The bimodal response of the weight variable may be due to a difference between male and female weights, so let’s look into this.
Data Analysis
Weight of each sex
Calculate mean weight of each sex
For this, we will need to use group_by(sex) and then summarise()
sharks %>%
group_by(sex) %>% ## Group data by the unique variables in sex (male or female)
summarise("meanweight" = mean(weight)) %>% ## define a new variable as the mean weight to be displayed
ungroup()# A tibble: 2 × 2
sex meanweight
<chr> <dbl>
1 Female 88.1
2 Male 87.8Plot weights for each sex
I wonder if a violin/box plot would show any difference:
ggplot(sharks, aes(x = sex, y = weight, fill = sex)) +
geom_violin(show.legend = FALSE) +
geom_boxplot(width = 0.1, show.legend = FALSE, fill = "white", alpha = 0.8) +
theme_minimal() +
labs(x = "Sex", y = "Weight/kg")
While both distributions have similar ranges, it can be seen that there is an increase in females at the higher weight and an increase in the males at the lower weight values. This may explain the bimodal distribution of weight. However, the distributions are nonetheless very similar.
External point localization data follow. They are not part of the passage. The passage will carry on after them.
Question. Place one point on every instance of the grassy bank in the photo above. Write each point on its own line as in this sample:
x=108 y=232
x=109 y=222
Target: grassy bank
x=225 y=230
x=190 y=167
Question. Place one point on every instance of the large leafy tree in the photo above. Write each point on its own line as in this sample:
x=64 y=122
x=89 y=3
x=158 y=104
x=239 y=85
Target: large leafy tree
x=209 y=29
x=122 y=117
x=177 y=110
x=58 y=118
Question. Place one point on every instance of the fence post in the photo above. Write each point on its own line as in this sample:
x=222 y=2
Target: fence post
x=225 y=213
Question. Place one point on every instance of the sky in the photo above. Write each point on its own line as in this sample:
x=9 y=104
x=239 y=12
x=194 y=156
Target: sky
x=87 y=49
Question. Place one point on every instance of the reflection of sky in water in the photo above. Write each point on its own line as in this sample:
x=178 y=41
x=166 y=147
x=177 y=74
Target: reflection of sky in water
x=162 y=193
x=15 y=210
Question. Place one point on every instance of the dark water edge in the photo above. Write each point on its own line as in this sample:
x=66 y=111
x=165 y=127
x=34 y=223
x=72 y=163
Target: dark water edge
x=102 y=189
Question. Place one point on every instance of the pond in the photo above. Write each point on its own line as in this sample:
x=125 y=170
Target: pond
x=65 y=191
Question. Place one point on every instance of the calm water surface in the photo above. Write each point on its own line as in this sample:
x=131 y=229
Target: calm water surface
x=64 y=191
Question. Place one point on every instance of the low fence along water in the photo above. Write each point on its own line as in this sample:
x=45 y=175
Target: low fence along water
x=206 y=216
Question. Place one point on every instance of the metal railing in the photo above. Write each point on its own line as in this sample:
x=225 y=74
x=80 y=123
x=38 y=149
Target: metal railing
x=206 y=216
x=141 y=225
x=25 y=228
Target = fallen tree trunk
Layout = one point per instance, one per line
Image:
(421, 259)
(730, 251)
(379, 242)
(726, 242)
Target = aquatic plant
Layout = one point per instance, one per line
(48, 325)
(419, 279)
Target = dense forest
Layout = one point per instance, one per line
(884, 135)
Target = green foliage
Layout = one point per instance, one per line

Let’s check using a statistical test to see if this difference in weights is significant.
Normality test
First, we need to see if the data is normal by using the Shapiro-Wilks test for normality:
malesharks <- sharks %>%
filter(sex=="Male") ## Create new variable containing just the data of male sharks
femalesharks <- sharks %>%
filter(sex=="Female") ## Same as above for female sharks
## Shapiro for the male sharks
shapiromale <- shapiro.test(malesharks$weight)
print(shapiromale) ## Conduct Shapiro-Wilks test of normality on the male data, save it in a variable and then show the results.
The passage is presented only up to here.